I do not know where you come from, but I have personally reviewed the math placement criteria of hundreds of middle schools and high schools. Teacher recommendations are always on the list, whereas I have never seen a school which used "principal recommendations". Wake County, NC's placement criteria: http://www.wcpss.net/policy-files/series/policies/5611-bp.html Alamance County's placement criteria: http://tinyurl.com/d35dtfy I will find more if you'd like me to, but teacher recommendations are plainly listed. In my experience, principals generally back their math teachers when it comes to which students get placed where.
The schools do not outright assign math placement based on race; it is slightly more subtle than this. An example would be Wake County, in North Carolina. Wake County used a model called the "effectiveness index". A student is given a score based on: 1) Their previous test scores 2) Their income level (trinary: free lunch, reduced-price lunch, normal) 3) Their race. If two students with exactly equal grades and test scores were evaluated using the effectiveness index, with one student being a poor black, and another being a middle-class white, the former would be given a lower residual score, and therefore would be less likely to be placed into an advanced class. These scores were also used to determine how well a school is doing at teaching. If the poor black student did as well as the white student, the difference between his score and his effectiveness index residual would be larger than the white student's, and so the school would be rewarded for overcoming the "risk factors" of being poor and black and managing to instruct him anyway. Wake county is currently doing away with the effectiveness index, replacing it with EVAAS, a system which takes into account nothing but test scores. Source: http://content.news14.com/pdf/sas_report.pdf
Can you point me to a federal settlement forced on a school that suspends or expels minorities at a higher rate? I ask because in all of the school districts I have worked with, the schools did suspend minorities at a higher rate, and I have yet to see any consequences for this.

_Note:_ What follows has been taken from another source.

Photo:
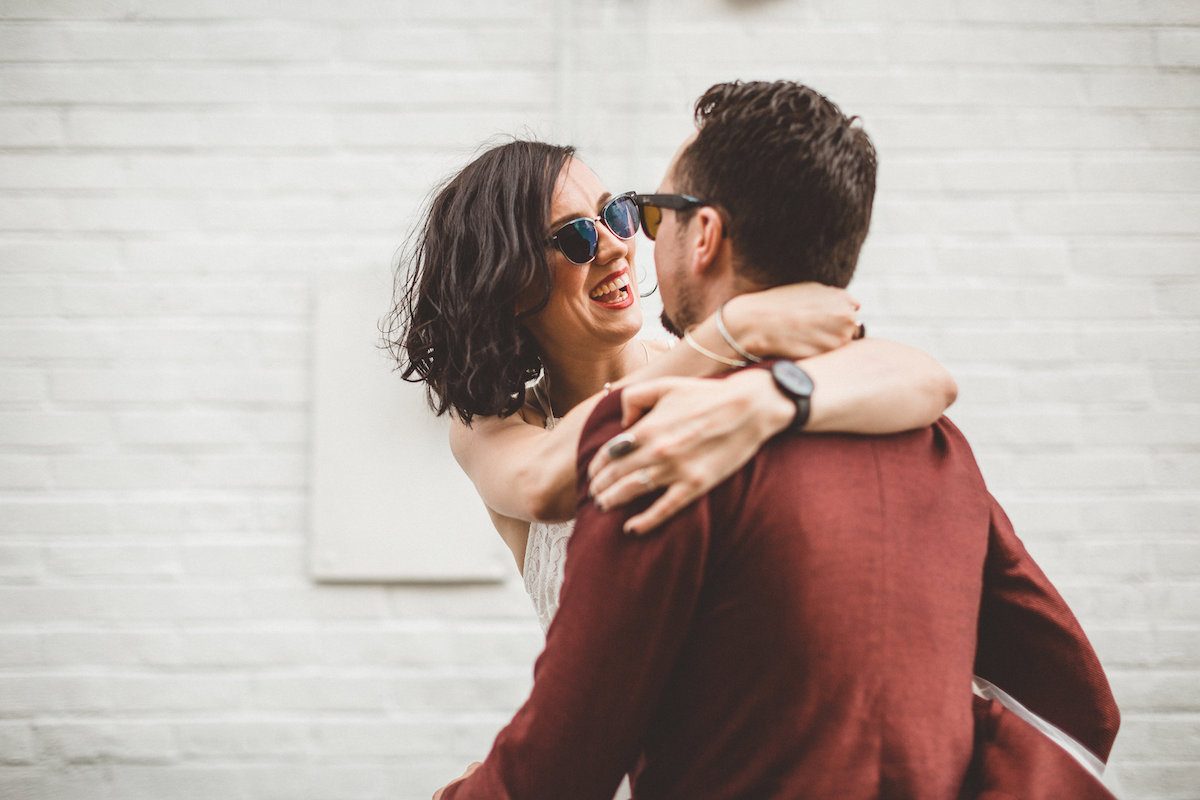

This, as well, I would like to see a citation for.
The school districts I have worked with have varied from being 90% black to 3% black. You are right in that I should have said "minority" rather than "black", for hispanics, native americans, and other minorities are at a similar disadvantage. However, I've seen enough districts in enough states that I, at least, believe the traits I ascribed to the education system to be nearly universal.